Sunday, March 01, 2009

By Guaranteeing Against Risk, Government MAXIMIZES Deaths and Injuries

Had a little piece in the News and Observer today. The prompt was the AM2PAT debacle, where dirty and contaminated syringes continued to be sold long after several people had gotten sick, or even died.

They (N&O) edited it quite a bit. (Fair enough, have to make it fit, no complaints.)

But this is the slightly longer version, with more explanation:

At present, we have the worst health, safety, and drug regulation system that I can imagine. We spend a great deal of money, consumers are not safe, and the system of inspections and regulations burden business unnecessarily.

Imagine that there were NO regulations, of any kind, on drugs or food. (This was true for much of human history, of course, and is true now in many countries). Would production and trade in these goods cease? No, what would happen is that people would rely on brand name, reputation, and repeat business. We would buy from a local butcher we trusted, and buy a brand name drug company. Private certification commitments, like those made by Consumer Reports or Underwriters Laboratory, would become very important. Within two years or so, the system would be SAFER than it is now.

Or, imagine that we had a real system of inspections, with an FDA that was incentivized to conduct real investigations, and to protect public safety. That might work, too.

What we have, instead, is a system with three features. These features interact to create a serious public health danger. Unless something changes, we are going to face injuries and deaths in the thousands, not just the dozens like with AM2PAT.

Feature 1: Government promises perfect safety and zero risk. This means that people stop buying brand name products, and buy the cheapest, often imported, product that they can find.

Feature 2: The government promise of perfect safety crowds out the responsible brand names.
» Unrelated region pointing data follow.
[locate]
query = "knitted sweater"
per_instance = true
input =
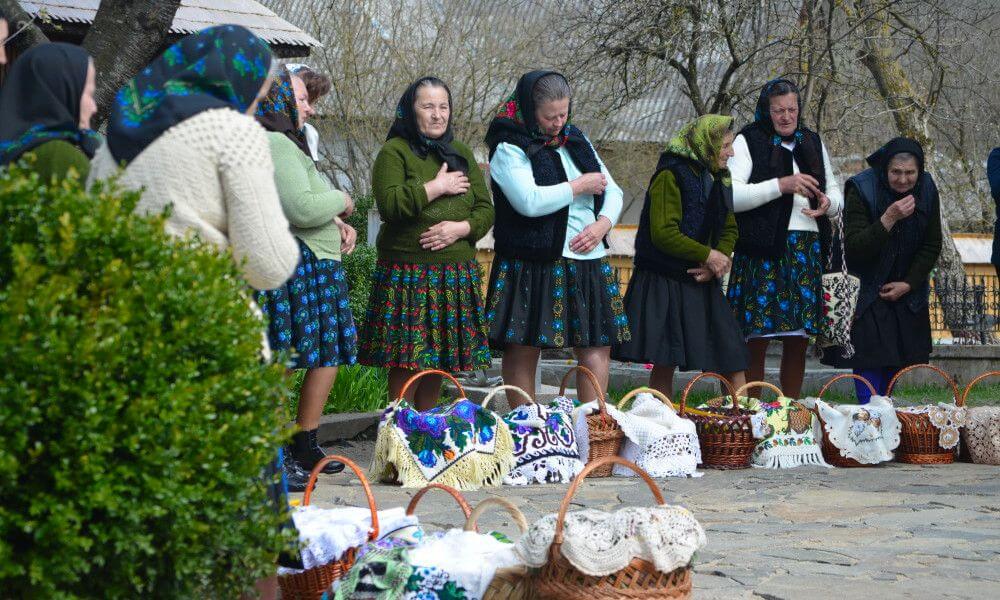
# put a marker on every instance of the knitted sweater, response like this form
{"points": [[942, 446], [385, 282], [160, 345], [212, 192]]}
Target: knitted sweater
{"points": [[310, 204], [215, 171], [398, 179]]}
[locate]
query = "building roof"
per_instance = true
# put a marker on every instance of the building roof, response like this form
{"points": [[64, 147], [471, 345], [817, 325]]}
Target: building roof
{"points": [[192, 16]]}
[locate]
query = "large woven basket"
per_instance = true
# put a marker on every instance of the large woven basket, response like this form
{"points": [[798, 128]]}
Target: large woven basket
{"points": [[558, 579], [312, 583], [509, 583], [831, 453], [918, 440], [605, 435], [726, 437]]}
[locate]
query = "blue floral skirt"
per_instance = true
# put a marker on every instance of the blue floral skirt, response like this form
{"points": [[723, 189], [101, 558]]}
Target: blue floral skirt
{"points": [[563, 303], [779, 295], [310, 315]]}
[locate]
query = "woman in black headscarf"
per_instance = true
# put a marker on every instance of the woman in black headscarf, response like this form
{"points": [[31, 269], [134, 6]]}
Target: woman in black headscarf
{"points": [[892, 226], [47, 101], [425, 310]]}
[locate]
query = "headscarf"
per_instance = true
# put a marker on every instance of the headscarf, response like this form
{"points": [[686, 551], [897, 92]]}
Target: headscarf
{"points": [[40, 101], [516, 124], [218, 67], [701, 141], [405, 126], [278, 112]]}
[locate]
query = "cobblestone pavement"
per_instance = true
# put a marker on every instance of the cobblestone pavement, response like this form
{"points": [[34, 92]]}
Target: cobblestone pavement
{"points": [[895, 531]]}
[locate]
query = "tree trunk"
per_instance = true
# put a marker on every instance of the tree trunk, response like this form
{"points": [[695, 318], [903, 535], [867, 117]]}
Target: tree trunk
{"points": [[125, 37], [17, 18], [909, 112]]}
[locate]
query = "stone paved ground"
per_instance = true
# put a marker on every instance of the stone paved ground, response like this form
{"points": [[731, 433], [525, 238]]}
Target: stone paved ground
{"points": [[896, 531]]}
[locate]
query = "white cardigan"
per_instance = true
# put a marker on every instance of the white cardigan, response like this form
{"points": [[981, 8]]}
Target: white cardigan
{"points": [[215, 170]]}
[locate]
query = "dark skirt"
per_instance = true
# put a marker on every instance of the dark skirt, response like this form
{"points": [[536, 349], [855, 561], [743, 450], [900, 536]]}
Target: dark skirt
{"points": [[887, 335], [682, 323], [425, 316], [310, 315], [555, 304], [781, 295]]}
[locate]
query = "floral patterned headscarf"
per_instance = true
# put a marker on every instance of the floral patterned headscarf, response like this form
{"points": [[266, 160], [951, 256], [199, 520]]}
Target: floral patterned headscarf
{"points": [[219, 67]]}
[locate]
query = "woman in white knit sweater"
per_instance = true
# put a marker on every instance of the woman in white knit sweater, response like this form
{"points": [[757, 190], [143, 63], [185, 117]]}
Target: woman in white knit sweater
{"points": [[187, 140]]}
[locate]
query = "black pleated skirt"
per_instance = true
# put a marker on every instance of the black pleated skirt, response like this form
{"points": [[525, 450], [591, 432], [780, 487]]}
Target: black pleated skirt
{"points": [[687, 324]]}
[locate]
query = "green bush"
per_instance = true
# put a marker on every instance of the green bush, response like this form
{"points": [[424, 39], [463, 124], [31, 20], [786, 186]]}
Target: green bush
{"points": [[135, 414]]}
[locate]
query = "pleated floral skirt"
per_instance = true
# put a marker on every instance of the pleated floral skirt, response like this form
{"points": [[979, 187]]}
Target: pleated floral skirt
{"points": [[563, 303], [425, 316]]}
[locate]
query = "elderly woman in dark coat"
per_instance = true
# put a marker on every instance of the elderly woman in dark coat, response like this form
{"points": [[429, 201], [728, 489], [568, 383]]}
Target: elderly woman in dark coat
{"points": [[892, 226]]}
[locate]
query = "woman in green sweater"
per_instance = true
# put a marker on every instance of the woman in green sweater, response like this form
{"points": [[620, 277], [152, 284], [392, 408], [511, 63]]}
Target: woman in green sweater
{"points": [[426, 309], [310, 314], [47, 102], [679, 315]]}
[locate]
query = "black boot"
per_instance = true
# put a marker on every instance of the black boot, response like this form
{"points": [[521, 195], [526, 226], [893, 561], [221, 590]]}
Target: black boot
{"points": [[306, 452], [295, 477]]}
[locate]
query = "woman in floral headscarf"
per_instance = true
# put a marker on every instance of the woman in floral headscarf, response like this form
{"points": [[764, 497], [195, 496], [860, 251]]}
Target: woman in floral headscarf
{"points": [[425, 310], [551, 285], [686, 233]]}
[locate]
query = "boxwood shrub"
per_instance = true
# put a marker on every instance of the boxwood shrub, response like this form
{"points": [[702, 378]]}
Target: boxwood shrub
{"points": [[135, 413]]}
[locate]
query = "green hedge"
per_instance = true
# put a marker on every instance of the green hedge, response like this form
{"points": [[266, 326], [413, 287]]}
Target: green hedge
{"points": [[135, 414]]}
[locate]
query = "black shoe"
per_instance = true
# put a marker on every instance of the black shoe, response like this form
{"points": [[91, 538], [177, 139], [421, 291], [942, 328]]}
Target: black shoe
{"points": [[295, 477], [306, 452]]}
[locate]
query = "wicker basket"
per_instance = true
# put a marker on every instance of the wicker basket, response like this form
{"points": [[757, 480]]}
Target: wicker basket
{"points": [[726, 439], [312, 583], [918, 440], [509, 583], [831, 453], [558, 579], [605, 435]]}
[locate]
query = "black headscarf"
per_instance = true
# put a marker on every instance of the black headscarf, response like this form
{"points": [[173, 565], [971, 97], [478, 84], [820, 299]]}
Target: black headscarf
{"points": [[516, 124], [278, 111], [40, 101], [405, 126], [218, 67]]}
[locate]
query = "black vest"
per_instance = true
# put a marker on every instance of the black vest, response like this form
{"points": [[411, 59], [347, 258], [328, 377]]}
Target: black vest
{"points": [[763, 230], [700, 220], [539, 238], [894, 257]]}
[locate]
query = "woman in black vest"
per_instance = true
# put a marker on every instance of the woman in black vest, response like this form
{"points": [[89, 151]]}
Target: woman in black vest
{"points": [[892, 226], [784, 189], [550, 286], [686, 234]]}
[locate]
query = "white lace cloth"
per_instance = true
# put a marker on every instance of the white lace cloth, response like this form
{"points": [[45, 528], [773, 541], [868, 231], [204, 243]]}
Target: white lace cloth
{"points": [[866, 433], [599, 543], [946, 417], [467, 558], [329, 532], [665, 445]]}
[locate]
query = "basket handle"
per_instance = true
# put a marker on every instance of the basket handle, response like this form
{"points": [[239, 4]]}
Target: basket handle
{"points": [[959, 401], [968, 388], [706, 375], [501, 388], [519, 520], [411, 508], [314, 475], [596, 464], [843, 376], [415, 377], [646, 390], [602, 406]]}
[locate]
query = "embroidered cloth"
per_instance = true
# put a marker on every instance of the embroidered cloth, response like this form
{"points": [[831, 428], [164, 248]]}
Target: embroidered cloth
{"points": [[462, 445]]}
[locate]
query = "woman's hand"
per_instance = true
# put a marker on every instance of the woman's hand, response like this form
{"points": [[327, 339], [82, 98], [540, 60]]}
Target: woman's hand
{"points": [[446, 183], [348, 236], [718, 263], [591, 235], [894, 291], [444, 234]]}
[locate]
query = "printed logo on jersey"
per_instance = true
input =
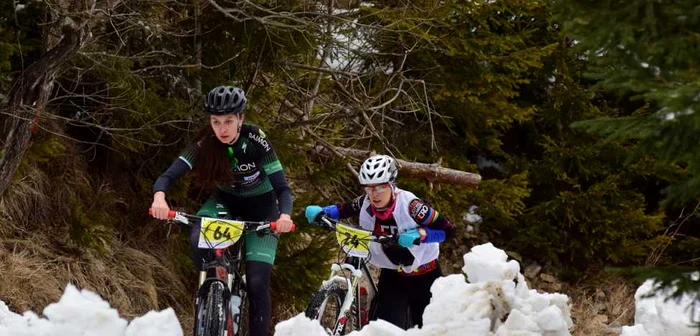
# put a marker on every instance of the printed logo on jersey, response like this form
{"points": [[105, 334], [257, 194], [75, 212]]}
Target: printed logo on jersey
{"points": [[246, 166], [260, 139], [389, 229], [251, 178], [417, 209]]}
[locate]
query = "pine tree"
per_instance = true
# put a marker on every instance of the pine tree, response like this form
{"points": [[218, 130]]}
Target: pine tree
{"points": [[647, 52]]}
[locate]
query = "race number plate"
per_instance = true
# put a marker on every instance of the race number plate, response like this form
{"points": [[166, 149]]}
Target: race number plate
{"points": [[344, 235], [219, 233]]}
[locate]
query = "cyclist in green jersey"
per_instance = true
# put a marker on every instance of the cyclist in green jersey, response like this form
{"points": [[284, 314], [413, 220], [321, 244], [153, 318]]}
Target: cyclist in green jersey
{"points": [[237, 161]]}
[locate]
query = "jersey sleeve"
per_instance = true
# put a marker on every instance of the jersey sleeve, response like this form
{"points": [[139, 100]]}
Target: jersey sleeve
{"points": [[427, 217], [268, 157], [189, 155], [351, 208], [179, 167]]}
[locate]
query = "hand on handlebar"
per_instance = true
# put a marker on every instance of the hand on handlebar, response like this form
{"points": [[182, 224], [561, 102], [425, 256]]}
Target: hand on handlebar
{"points": [[160, 208], [410, 238], [284, 224]]}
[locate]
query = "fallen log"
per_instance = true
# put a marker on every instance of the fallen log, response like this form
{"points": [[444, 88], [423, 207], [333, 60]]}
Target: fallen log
{"points": [[432, 172]]}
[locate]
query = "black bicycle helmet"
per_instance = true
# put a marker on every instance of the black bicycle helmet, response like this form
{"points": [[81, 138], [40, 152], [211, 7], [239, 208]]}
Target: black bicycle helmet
{"points": [[225, 100]]}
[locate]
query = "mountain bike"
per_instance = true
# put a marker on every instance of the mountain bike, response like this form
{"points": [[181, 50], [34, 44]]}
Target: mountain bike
{"points": [[347, 298], [221, 292]]}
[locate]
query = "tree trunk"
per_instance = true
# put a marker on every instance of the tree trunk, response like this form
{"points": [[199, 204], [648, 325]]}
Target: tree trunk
{"points": [[28, 97], [431, 172]]}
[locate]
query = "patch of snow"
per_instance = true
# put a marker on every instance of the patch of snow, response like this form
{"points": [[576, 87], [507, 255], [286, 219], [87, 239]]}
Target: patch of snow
{"points": [[657, 315], [82, 312], [495, 301]]}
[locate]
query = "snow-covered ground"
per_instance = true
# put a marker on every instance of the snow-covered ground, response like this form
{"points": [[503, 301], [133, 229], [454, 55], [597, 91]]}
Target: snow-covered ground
{"points": [[656, 316], [84, 313], [492, 300]]}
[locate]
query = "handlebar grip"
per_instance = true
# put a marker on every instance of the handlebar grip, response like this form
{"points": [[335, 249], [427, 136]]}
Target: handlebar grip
{"points": [[273, 226], [171, 213]]}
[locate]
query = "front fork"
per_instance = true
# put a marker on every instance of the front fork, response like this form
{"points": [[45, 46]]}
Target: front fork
{"points": [[335, 277]]}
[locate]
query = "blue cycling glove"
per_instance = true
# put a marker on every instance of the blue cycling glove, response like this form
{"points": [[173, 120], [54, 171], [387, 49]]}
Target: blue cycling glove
{"points": [[312, 212], [410, 238]]}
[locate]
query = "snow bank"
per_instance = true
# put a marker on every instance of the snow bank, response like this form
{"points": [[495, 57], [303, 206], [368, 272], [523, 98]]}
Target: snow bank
{"points": [[495, 301], [85, 313], [656, 316]]}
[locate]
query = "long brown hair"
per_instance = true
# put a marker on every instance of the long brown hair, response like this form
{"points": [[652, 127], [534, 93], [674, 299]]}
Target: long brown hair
{"points": [[212, 165]]}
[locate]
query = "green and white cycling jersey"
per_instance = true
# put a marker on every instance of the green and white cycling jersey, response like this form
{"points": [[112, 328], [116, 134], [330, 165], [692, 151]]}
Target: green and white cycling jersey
{"points": [[254, 163]]}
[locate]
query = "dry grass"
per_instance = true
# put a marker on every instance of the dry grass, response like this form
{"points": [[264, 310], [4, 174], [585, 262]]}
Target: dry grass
{"points": [[601, 309], [38, 258]]}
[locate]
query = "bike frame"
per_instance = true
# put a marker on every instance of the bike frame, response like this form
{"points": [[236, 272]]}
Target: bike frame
{"points": [[224, 268], [357, 267]]}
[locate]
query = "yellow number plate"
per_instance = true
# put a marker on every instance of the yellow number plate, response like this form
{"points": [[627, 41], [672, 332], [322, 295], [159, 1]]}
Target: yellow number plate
{"points": [[344, 235], [219, 233]]}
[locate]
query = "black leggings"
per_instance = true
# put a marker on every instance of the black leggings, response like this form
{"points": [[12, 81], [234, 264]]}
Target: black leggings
{"points": [[401, 299], [258, 273]]}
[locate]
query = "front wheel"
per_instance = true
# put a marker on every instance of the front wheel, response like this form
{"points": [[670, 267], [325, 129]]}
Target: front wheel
{"points": [[211, 313], [325, 307]]}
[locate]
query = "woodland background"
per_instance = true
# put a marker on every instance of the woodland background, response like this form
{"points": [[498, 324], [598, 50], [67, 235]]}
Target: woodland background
{"points": [[578, 115]]}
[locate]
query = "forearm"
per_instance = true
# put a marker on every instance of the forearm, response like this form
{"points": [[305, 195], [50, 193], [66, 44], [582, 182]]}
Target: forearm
{"points": [[438, 231], [344, 210]]}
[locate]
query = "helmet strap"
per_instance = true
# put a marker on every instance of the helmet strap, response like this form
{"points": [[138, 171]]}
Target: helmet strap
{"points": [[238, 135]]}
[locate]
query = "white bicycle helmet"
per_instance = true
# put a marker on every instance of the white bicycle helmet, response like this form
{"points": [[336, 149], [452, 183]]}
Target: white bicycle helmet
{"points": [[378, 169]]}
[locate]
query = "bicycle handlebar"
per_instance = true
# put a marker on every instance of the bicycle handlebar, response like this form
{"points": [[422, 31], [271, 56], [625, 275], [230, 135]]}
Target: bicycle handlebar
{"points": [[330, 223], [184, 218]]}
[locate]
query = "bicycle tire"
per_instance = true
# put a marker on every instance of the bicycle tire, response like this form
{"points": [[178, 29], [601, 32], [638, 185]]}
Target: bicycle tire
{"points": [[321, 298], [215, 312]]}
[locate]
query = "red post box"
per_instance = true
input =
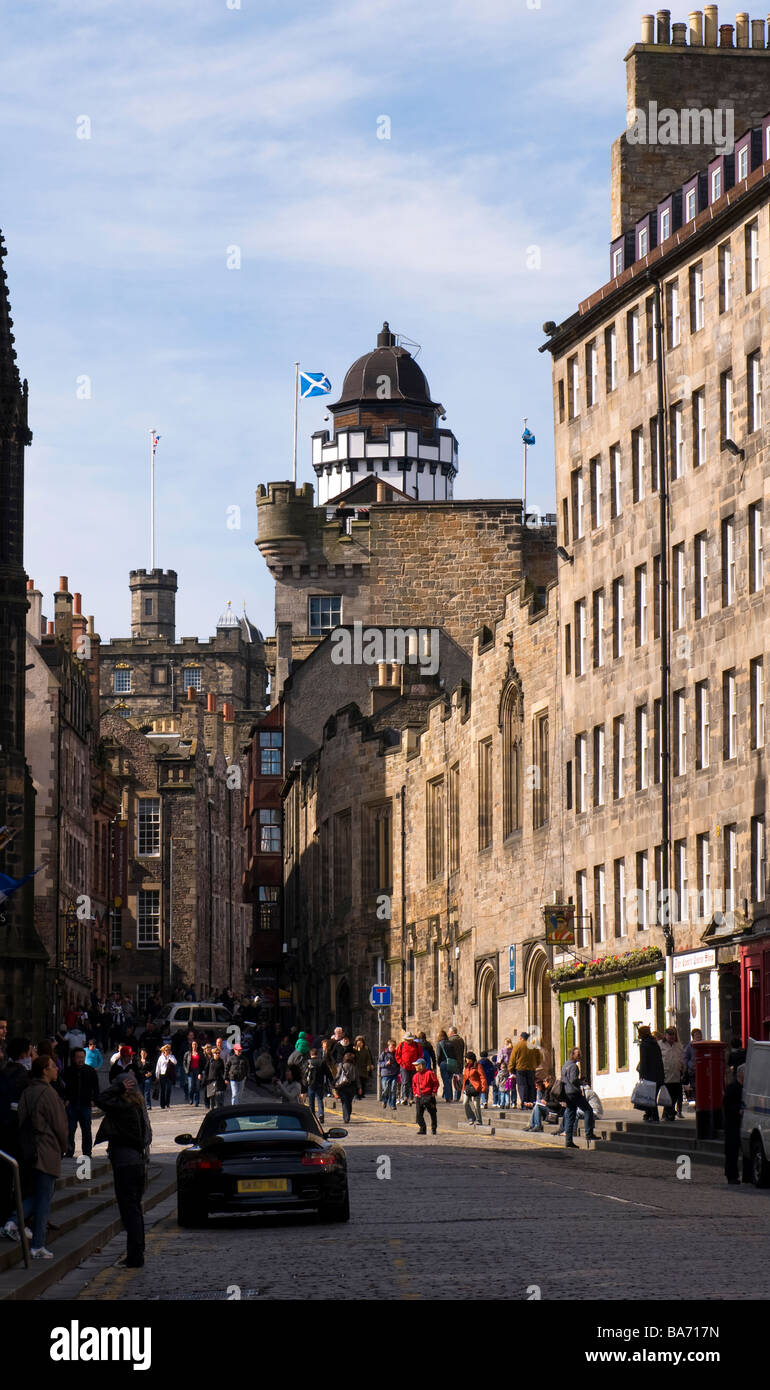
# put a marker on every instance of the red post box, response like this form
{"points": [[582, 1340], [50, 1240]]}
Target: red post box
{"points": [[709, 1087]]}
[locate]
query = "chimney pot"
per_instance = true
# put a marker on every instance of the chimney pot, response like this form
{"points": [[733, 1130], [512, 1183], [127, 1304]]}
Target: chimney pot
{"points": [[710, 25]]}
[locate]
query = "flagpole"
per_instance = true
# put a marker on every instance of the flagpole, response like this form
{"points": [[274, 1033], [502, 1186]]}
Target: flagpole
{"points": [[524, 484], [152, 501], [296, 399]]}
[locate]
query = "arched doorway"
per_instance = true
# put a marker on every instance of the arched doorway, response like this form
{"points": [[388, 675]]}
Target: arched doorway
{"points": [[487, 1011], [539, 1005]]}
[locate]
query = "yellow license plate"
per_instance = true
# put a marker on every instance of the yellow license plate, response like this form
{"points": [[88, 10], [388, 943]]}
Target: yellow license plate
{"points": [[263, 1184]]}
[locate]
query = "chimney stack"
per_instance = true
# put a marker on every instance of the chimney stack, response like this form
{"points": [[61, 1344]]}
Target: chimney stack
{"points": [[35, 613], [79, 630], [710, 25], [695, 28], [63, 613]]}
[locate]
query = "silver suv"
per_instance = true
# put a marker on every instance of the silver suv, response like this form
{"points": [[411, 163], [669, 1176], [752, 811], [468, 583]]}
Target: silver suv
{"points": [[205, 1018]]}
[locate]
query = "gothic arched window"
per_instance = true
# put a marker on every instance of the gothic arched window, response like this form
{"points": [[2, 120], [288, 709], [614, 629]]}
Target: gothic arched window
{"points": [[513, 769]]}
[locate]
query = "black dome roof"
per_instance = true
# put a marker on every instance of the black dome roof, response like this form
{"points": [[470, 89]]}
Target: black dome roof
{"points": [[364, 378]]}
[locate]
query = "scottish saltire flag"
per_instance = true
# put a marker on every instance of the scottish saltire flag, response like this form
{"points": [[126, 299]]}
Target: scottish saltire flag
{"points": [[9, 886], [313, 384]]}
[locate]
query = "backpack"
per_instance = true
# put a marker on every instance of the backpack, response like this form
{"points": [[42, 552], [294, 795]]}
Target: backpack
{"points": [[28, 1139]]}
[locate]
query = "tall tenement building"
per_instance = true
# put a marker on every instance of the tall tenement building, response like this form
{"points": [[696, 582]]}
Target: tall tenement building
{"points": [[387, 769], [385, 503], [662, 476], [22, 957]]}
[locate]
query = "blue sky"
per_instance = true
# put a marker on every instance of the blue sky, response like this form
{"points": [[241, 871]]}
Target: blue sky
{"points": [[256, 128]]}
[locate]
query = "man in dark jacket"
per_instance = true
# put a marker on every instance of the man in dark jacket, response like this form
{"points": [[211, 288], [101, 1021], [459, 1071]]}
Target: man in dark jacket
{"points": [[651, 1068], [14, 1077], [81, 1089], [128, 1134]]}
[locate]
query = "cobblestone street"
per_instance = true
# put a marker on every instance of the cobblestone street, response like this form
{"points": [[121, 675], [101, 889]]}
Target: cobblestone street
{"points": [[462, 1215]]}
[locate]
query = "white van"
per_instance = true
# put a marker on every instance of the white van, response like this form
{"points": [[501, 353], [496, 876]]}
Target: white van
{"points": [[755, 1121], [210, 1018]]}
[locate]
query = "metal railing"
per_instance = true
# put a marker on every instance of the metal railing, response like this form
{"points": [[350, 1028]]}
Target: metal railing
{"points": [[20, 1205]]}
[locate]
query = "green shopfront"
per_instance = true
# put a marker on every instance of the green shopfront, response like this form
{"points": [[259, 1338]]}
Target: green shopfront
{"points": [[602, 1015]]}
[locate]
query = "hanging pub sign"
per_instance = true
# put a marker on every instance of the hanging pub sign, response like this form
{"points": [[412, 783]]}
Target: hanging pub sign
{"points": [[559, 923], [120, 862]]}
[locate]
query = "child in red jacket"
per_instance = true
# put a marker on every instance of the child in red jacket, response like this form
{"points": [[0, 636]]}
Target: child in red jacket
{"points": [[407, 1052], [424, 1083]]}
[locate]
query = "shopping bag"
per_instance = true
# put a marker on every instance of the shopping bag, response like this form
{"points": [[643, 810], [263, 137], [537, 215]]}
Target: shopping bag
{"points": [[642, 1096]]}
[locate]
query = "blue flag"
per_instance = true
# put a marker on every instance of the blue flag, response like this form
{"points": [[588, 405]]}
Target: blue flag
{"points": [[313, 384], [9, 886]]}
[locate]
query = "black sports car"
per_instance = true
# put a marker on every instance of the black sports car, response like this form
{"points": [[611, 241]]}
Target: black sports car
{"points": [[260, 1157]]}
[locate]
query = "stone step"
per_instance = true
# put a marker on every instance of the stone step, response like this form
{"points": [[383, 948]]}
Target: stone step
{"points": [[68, 1207], [81, 1233]]}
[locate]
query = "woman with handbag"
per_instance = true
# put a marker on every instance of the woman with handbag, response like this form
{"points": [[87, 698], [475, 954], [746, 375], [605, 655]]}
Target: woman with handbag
{"points": [[214, 1080], [574, 1100], [128, 1134], [166, 1072], [651, 1069], [43, 1133], [446, 1064], [474, 1086]]}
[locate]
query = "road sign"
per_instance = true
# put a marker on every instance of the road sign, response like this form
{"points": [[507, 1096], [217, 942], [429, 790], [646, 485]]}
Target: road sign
{"points": [[559, 923]]}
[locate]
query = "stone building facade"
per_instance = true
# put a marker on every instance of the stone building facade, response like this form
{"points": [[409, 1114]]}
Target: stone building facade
{"points": [[360, 556], [420, 847], [184, 922], [662, 474], [22, 955]]}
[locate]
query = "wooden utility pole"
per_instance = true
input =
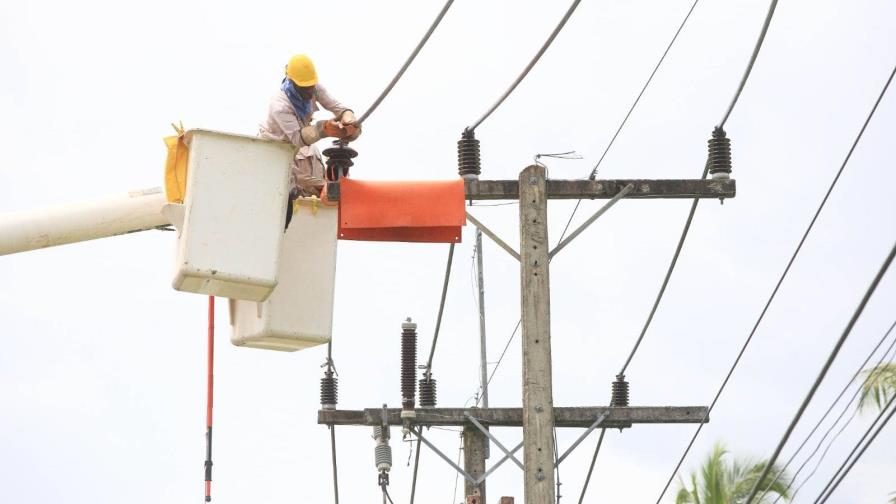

Frivolous and intrusive regulations raise the cost of doing business honestly, so that the firms that would actually try to supply high quality products are crowded out of the market by low cost competitors. Surviving firms cut corners, and produce dangerous and adulterated products. Consumers ignore brand name, and quality considerations, because they think that the government is doing all the work of taking risk out of the process.

Feature 3: It is impossible for government to carry out its promise of zero risk, even in the best of circumstances. There are too many producers, and products.
It makes no sense for consumers to think that brand names don't matter, and that quality can be ignored. Worse, our government under the Bush administration actually seemed intent on making the "government is incompetent" prediction even more true than it has to be. Our system of inspecting drugs and food is rotten, full of incompetence, corruption, and bureaucratic inertia.

The result is that neither markets nor government can solve the problem. But the root of the problem is the false promise of zero risk. Consumers have to recognize that they have some responsibility to make good choices, to inspect labels, and to buy brand name products.

Governments cannot protect us against all risks, even if they perform perfectly. And they don't perform perfectly.

1 comment:

Nathanael D Snow said...

If it can work with health care why can't it work with banks? Or why not privatize the central bank?